Because you know what? Some Canadians suck. Let us take credit for our good people. They’ve already invented poutine — they have enough working in their favor.

Nobody actually cares.

Look, you probably can’t pull it off anyway. Your Canadian accent sounds like a goddamn Terrance and Phillip cartoon — you’re just repeating “eh” a lot and saying “oot and aboot.” You’re not even dressed like a Canadian. You’re dressed like an American, which is to say you’re dressed badly. You just asked your tour guide how many miles it is from Tower Bridge to the Houses of Parliament, and then you asked, “What the fuck is Boxing Day?”

When you ran into a fellow Canadian at the hostel, they asked you where in Canada you’re from, and you said, “Oh, uh…Vancouver.” And then they asked what neighborhood, and you just said “downtown,” referred to the city as “the Couv,” and then changed the subject.

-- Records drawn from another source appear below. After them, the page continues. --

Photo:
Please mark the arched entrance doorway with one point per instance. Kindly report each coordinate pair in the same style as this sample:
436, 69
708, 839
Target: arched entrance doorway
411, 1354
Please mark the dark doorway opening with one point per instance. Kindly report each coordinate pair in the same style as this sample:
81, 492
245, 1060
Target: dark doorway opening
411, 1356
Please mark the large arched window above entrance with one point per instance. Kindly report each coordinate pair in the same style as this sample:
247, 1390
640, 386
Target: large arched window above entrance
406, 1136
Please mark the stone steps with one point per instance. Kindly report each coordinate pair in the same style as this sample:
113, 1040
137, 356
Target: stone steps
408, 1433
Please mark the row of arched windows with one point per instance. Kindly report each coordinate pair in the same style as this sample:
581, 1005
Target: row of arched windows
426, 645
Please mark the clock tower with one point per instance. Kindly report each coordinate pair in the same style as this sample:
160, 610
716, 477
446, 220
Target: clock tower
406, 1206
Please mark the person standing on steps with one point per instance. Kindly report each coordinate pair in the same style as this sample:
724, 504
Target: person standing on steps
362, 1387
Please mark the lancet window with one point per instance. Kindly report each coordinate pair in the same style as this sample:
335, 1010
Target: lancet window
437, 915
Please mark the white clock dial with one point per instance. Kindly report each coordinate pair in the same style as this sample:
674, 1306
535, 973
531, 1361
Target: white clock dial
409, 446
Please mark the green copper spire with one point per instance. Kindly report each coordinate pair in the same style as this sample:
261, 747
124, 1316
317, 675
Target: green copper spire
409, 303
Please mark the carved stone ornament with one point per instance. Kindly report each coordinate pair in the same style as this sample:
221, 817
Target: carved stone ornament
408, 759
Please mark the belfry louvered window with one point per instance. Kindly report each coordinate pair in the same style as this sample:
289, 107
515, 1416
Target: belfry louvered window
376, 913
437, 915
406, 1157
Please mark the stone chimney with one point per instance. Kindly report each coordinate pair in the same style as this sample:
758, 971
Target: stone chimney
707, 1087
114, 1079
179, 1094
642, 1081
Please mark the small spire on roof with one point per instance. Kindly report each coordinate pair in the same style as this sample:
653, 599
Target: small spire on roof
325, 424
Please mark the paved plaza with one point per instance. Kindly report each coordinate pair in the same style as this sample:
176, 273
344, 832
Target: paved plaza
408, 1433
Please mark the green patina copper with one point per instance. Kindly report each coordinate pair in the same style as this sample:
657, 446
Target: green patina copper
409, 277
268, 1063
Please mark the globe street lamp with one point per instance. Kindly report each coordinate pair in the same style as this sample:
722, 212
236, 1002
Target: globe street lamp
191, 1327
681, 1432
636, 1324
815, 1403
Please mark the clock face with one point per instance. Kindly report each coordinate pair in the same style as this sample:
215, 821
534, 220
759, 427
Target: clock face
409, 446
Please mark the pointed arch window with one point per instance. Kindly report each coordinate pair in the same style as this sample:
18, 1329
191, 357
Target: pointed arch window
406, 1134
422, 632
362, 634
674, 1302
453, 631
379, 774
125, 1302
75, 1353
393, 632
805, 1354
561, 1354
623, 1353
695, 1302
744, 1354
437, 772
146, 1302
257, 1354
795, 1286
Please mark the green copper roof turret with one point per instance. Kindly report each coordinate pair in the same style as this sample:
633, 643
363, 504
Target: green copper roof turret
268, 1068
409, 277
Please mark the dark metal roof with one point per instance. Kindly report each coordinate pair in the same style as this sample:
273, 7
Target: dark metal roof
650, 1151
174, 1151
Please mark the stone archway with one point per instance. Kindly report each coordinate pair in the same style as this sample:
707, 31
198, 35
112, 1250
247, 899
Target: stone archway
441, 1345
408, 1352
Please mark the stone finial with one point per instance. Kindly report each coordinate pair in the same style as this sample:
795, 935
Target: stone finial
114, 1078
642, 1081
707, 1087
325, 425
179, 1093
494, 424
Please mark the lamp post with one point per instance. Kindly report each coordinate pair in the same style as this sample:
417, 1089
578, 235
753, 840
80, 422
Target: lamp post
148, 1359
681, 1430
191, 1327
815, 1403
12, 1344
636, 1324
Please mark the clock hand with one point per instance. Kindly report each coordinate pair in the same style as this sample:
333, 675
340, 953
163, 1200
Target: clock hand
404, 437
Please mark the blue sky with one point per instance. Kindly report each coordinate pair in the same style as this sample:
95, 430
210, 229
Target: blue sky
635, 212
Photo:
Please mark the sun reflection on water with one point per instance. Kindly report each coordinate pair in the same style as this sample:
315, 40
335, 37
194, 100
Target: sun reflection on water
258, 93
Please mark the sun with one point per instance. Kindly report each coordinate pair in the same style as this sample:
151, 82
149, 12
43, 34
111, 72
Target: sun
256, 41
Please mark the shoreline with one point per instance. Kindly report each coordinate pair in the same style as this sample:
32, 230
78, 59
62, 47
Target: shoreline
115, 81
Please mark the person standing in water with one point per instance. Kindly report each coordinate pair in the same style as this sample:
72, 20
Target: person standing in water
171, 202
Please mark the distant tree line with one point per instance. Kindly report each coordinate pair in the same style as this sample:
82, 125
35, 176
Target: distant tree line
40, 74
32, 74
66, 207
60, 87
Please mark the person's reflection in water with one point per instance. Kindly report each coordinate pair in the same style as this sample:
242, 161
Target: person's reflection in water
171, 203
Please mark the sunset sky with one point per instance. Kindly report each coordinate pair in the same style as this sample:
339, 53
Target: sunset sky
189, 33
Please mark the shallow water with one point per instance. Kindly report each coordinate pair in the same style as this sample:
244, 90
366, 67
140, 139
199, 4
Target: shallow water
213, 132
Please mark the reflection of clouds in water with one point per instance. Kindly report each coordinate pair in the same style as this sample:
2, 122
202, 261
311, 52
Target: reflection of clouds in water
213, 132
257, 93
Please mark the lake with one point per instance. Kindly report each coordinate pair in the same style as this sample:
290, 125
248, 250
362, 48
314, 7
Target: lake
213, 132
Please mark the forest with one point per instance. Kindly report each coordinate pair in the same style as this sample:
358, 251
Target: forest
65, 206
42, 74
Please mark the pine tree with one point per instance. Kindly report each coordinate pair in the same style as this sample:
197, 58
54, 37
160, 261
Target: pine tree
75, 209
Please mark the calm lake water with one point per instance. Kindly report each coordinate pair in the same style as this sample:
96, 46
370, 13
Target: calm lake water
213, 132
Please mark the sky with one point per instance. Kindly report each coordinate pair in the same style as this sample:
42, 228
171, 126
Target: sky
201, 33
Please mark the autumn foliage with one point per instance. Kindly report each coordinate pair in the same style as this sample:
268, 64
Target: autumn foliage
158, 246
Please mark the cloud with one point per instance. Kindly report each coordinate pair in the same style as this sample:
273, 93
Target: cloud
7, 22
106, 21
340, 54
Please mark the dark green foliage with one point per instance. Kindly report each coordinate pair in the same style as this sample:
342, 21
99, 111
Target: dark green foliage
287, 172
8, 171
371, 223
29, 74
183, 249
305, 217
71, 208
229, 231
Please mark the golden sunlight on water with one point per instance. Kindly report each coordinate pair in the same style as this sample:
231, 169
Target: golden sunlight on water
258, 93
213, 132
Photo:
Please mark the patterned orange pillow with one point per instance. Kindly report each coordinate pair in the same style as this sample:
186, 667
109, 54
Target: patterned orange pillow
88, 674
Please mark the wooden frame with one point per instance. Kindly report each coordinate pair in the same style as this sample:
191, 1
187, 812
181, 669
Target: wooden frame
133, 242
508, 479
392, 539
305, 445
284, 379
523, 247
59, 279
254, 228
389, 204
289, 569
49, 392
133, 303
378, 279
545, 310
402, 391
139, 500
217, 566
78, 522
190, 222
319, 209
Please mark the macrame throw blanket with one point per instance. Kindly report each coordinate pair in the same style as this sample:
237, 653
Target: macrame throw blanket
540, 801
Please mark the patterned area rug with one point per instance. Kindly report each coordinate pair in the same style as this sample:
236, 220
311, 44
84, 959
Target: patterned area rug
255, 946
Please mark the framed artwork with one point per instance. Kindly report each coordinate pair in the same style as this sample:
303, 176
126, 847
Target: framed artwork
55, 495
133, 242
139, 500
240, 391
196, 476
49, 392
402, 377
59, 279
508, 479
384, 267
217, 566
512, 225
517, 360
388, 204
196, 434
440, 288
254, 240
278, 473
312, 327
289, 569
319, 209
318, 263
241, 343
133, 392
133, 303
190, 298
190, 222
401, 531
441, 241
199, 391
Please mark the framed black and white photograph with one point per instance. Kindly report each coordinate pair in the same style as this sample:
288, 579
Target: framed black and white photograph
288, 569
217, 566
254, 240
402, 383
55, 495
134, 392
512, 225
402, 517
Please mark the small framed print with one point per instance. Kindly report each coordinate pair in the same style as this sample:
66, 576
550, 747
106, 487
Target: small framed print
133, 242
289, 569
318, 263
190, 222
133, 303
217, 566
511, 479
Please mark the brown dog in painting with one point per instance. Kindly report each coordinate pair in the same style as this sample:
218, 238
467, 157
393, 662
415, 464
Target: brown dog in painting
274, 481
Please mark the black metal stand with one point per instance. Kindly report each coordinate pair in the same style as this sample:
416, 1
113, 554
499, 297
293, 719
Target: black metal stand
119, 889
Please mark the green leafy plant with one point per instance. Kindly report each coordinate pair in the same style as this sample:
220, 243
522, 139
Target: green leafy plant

No one believes you. And that’s okay, because no one actually cares. For every person who wants to give an American an earful about how horrible America is, there are a thousand others who couldn’t give a shit about who you are or where you’re from, as long as you stand off to the right when you’re on the escalator. For every person that wants to hurt or kill an American, there are hundreds of thousands of others who want to give you a hug and offer you a cup of tea or a beer.

Those are the people you’re traveling for. Take that stupid fucking patch off your bag.